Jakarta – Wakaf selama ini diketahui sebagai investasi sosial yang dapat dimanfaatkan untuk selamanya. Namun, dalam UU No 41 Tahun 2004 tentang Wakaf dan PP No 42 Tahun 2006 tentang Pelaksanaan UU Wakaf, wakaf dapat pula dilakukan secara berjangka dalam waktu tertentu. Wakil Ketua Badan Wakaf Indonesia (BWI), Mustafa Edwin Nasution, mengatakan, dalam peraturan yang ada, wakaf berjangka memang dapat dilakukan. “Umumnya, saat ini, wakaf yang ada tidak berjangka. Wakaf uang di bank syariah juga bisa dilakukan berjangka, tetapi untuk wakaf uang ini juga perlu ada penjaminan,” kata Mustafa kepada Republika.

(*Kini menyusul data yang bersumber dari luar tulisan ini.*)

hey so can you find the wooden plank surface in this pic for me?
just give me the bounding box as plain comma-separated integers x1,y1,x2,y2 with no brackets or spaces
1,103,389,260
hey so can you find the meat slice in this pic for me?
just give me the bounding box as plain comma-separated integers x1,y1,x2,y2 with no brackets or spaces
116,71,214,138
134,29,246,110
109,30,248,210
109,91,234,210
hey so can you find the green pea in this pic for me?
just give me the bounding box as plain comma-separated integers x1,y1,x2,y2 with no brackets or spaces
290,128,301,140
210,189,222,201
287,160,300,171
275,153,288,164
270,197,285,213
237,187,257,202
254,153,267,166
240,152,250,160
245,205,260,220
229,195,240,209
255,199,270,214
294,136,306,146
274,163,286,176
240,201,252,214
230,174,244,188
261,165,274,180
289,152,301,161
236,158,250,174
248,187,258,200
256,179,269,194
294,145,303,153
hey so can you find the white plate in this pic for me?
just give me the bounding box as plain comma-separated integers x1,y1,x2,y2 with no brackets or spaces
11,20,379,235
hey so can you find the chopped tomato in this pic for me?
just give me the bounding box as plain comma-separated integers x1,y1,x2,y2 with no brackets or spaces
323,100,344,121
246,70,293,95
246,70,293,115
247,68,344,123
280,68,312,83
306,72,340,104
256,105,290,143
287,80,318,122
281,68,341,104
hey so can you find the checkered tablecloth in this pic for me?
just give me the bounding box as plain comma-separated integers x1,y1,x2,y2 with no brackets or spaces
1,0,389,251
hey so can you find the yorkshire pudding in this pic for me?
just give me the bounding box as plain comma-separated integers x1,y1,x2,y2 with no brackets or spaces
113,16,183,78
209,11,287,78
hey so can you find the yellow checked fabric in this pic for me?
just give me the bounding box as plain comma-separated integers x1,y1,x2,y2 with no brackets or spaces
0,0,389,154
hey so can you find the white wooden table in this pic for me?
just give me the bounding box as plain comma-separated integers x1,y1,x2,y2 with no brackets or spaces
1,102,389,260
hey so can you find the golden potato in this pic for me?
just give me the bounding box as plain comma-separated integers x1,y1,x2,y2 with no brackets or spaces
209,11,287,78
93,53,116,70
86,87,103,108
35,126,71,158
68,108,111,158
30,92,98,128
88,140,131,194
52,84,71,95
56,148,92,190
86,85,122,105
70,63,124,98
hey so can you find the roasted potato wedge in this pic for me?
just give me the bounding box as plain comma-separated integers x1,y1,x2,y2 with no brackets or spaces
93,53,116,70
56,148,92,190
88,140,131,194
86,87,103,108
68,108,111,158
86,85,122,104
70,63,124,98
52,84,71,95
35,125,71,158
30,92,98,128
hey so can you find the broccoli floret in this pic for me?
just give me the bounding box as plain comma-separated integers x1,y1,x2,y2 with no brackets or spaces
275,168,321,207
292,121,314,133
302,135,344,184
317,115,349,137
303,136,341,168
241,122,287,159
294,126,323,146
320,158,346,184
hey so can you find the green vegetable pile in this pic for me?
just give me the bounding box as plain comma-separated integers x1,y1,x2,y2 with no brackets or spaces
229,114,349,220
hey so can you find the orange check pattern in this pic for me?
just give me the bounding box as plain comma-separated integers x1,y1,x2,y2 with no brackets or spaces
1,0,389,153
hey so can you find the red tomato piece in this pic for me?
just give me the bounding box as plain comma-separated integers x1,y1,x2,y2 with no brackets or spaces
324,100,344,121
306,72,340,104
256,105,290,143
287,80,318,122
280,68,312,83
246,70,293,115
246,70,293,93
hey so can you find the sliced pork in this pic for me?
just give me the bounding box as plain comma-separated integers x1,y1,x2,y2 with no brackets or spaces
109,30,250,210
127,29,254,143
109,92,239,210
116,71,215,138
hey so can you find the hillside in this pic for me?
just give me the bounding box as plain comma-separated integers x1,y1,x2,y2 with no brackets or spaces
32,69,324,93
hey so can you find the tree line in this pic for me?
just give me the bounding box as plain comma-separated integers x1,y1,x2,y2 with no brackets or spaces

Ia menuturkan, penjaminan diperlukan untuk meminimalisasi risiko jika suatu hal terjadi di bank syariah karena pokok wakaf tidak boleh berkurang. Dalam Pasal 27 PP No 42, disebutkan bahwa pada saat jangka waktu wakaf berakhir, nazhir wajib mengembalikan jumlah pokok wakaf uang kepada wakif.
 
Mustafa menuturkan, wakaf berjangka juga memungkinkan untuk penempatan dana haji calon jamaah yang telah mendapat porsi haji melalui bank syariah. Sedangkan, pengamat wakaf, Uswatun Hasanah, mengatakan, hal ini perlu pengkajian lebih dalam.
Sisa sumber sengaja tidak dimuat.